Ich habe eine Anwendung programmiert, welche über einen per Login geschützten Bereich verfügt. Beim Logout verwende ich die Methode session.invalidate() in der letzten JSF innerhalb des Bereichs, um die Sitzung zu beenden. Wenn ich allerdings im Tomcat-Manager die aktive Anwendungen aufliste, scheint die Session laut Anzahl Sitzungen trotzdem noch aktiv zu sein. Erst der Timeout führt zum Schließen der Sitzung. Weiß jemand evtl., woran das liegen könnte?

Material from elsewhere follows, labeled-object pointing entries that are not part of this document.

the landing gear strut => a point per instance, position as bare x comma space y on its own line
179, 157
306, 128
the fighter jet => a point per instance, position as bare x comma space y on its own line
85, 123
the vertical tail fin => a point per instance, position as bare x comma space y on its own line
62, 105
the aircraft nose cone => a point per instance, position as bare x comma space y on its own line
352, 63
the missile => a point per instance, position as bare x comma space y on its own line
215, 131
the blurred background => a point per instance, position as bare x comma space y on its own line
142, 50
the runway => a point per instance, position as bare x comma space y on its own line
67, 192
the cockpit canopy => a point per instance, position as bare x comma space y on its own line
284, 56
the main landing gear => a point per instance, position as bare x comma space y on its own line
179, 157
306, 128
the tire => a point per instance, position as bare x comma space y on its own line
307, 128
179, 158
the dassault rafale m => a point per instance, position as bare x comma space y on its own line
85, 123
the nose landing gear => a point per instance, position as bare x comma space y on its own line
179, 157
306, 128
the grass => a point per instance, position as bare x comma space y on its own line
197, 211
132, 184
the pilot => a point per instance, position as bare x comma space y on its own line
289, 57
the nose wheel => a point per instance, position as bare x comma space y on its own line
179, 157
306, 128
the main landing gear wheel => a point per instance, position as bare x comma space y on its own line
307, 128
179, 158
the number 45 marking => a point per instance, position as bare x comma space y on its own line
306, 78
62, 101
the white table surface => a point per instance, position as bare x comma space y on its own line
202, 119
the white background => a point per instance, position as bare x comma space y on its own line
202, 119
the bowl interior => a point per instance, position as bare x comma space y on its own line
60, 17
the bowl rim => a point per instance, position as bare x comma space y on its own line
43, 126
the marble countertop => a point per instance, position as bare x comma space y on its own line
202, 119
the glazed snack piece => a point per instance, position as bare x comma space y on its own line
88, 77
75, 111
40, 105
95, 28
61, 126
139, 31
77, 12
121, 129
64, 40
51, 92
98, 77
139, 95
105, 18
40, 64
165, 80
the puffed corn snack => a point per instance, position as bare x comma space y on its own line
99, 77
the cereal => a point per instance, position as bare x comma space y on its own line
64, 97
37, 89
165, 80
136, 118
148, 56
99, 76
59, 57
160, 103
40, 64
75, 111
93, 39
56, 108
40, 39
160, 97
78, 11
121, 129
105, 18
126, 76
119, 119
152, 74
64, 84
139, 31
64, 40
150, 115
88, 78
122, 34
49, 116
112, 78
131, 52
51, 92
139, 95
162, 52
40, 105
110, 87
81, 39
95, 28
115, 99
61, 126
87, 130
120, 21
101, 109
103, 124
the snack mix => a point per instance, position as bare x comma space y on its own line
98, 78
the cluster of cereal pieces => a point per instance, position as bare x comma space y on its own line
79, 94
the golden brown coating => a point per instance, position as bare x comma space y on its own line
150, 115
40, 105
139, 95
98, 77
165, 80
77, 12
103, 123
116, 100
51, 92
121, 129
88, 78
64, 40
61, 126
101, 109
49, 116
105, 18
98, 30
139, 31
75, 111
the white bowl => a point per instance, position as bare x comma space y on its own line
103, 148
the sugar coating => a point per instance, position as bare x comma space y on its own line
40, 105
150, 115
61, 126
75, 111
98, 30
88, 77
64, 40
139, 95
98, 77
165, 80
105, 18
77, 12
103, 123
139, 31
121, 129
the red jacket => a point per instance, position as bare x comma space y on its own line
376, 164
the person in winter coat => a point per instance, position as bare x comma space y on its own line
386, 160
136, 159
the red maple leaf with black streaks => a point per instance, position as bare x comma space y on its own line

Hier noch der betreffende Code in der letzten JSF:


```
<%@ page contentType="text/html;charset=utf-8"%>
...
<% session.invalidate(); %>
<% response.sendRedirect("../logout.jsp"); %> 
...
```

Gruß, Titus


----------



## maki (13. Mrz 2008)

Wenn der Client auf den Server zugreift, muss er eine Session haben, wenn nicht bekommt er eine.
Ist die Session gleich vor dem invalidate und nach dem redirect?
Wenn der invalidate funktioniert, sollte der Client durch den redirect eine neue Session zugewiesen bekommen.


----------



## Vale (11. Aug 2009)

Ich habe das gleiche Problem und leider noch keine Lösung gefunden.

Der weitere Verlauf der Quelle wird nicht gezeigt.